中世以後から産業革命期
出典: フリー百科事典『ウィキペディア(Wikipedia)』 (2022/04/26 00:12 UTC 版)
ヨーロッパでは、ローマ帝国衰退後から産業革命が起こるまで(紀元3世紀以後 - 18世紀初頭)の間は、道路整備は衰退し、ローマ街道として舗装に使われた石が、後世の農夫たちによって取り外されて、家畜小屋や家の建材として使用されるなど、次第に道は荒廃して行った。17世紀のフランスでは、貴族や国王を乗せた馬車が、道路上の泥濘(ぬかるみ)にはまって横転する災難に遭遇した状況を銅版画で伝えており、同様の道路の惨状はヨーロッパ全土を覆った。 18世紀の産業革命期に入って、ようやく道路整備状況が改善される動きが見られるようになり、近代的な断面構造をもつ道路が誕生した。

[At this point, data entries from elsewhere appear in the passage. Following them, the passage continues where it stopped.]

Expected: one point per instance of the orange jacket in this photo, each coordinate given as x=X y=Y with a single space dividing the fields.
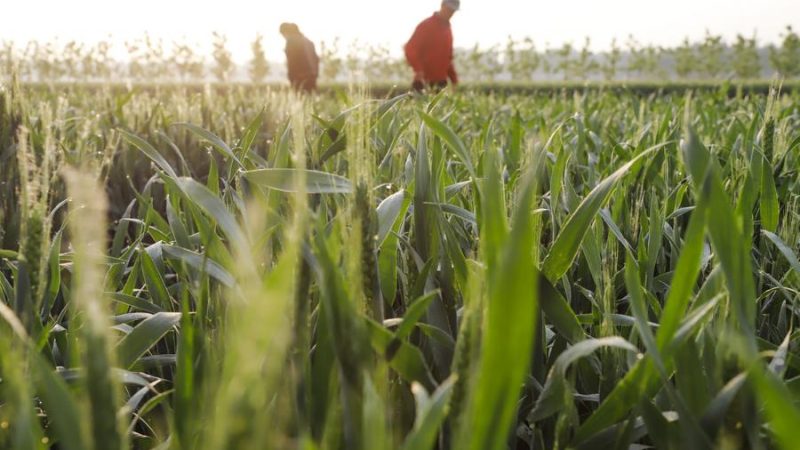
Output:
x=430 y=51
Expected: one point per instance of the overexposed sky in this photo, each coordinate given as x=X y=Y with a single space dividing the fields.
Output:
x=659 y=22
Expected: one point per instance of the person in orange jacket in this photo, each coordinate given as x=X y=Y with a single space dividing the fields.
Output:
x=430 y=50
x=302 y=62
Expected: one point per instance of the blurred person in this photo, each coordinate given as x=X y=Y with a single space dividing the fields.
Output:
x=430 y=50
x=302 y=62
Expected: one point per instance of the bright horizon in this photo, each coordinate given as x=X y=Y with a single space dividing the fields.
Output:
x=391 y=23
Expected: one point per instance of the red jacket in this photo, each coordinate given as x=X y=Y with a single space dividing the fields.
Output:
x=430 y=51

道路建設は路盤工事の後、栗石を敷きならした上に舗石を並べてランマーで突き固めた工事が行われ、アーチ構造の橋梁も建設されるようになるが、これらの工事手法や土木技術は古代ローマ街道とさほど変わらないものであった。 フランスではローマ帝国時代に整備された道路網を引き継いで、新たな道路の建設や維持、補修に注力した。1747年、ルイ15世は道路、橋梁に関する王立土木学校をパリに開校して土木技術者の育成に力を入れた。初代校長でもあったジャン・ルドルフ・ペロネ(1708 - 1794年)の監督の下で、近代的な馬車道が整備されるようになる。1764年には、トレサゲ(1716–1796年)が路床と路面が同じ断面歪曲率をもつ砕石舗装道路であるトレサゲ式道路工法を発明した。 一方、イギリスにおける道路建設とその整備は、16世紀に入ってから馬車交通が著しく発展し、18世紀の産業革命で馬車交通がさらに急増したため、馬車走行に堪えうる強固な道路が要求されるようになった。イギリス地域の道路整備は教区単位で行われため、貧弱で多様な道路状況となった。1706年頃には、これを改良するために初の関所が作られ、通行する車両から料金を徴収した。イギリスでは時にはおよそ1100の料金所があり、3万8千 km強の道路が整備された。馬による移動の時代には、道路は砂利舗装道路上での最大斜度3%強での整備を目指していた。これは馬が坂道で荷を引き上げるのに平行に近いほうが最も都合が良かったためである。 同時期に、トーマス・テルフォード(1757 – 1834年)とジョン・ラウドン・マカダム(1756 – 1835年)という道路建築家が、それぞれ独自の工法を発明した。テルフォード式道路は平坦な路床の上に栗石敷設してその上に砕石と砂利を敷き詰めて転圧したもので1805年に発明され、マカダム式道路は路床の上に直接砕石を施設して上層部に細粒砕石を転圧したもので1815年に発明された。特にマカダム式道路は、短い期間で施工可能で、技術的にも容易であったため広く普及し、近代式マカダム道路の原型にもなった。 産業革命期のヨーロッパの道路で、本格的な道路改築を行ったのはナポレオン・ボナパルト(1769 - 1821年)である。ナポレオンは、全ヨーロッパ支配を進める上で、戦争を有利に進めるための軍事的な輸送路確保を目的に道路建設を積極的に行い、フランスからイタリア遠征の経路上にあるアルプス越えのシンプロン峠の道路建設を部下に命じて行わせた。100名以上の人命を失う難工事を乗り越えてゴンドー・トンネルが貫通し、1805年にシンプロン峠越えの道路は完成を見た。その後、モン・スニ峠の道路建設も手掛け、さらに全ヨーロッパにその範囲は及んだ。ナポレオンが道路建設のために支出した予算は、同時期の要塞建設予算の約2倍あったとされている。 歴史的に、都市と都市を結ぶ道路(道:road)と違い、欧米の都市内部の道(街路:street)は廃物処理の場所でもあった。古代ローマ時代は道の真ん中に水を通し、排泄物などの汚物を流していた(ポンペイ遺跡など)。そのため、道の真ん中が両側の町家より数段低くなっていて両側を飛び石状の道渡しで渡る。また、馬車もこの水路の中を通行する。また地下下水道の無かった近世のパリではゴミや汚物を街路に捨てていたのは有名な話である。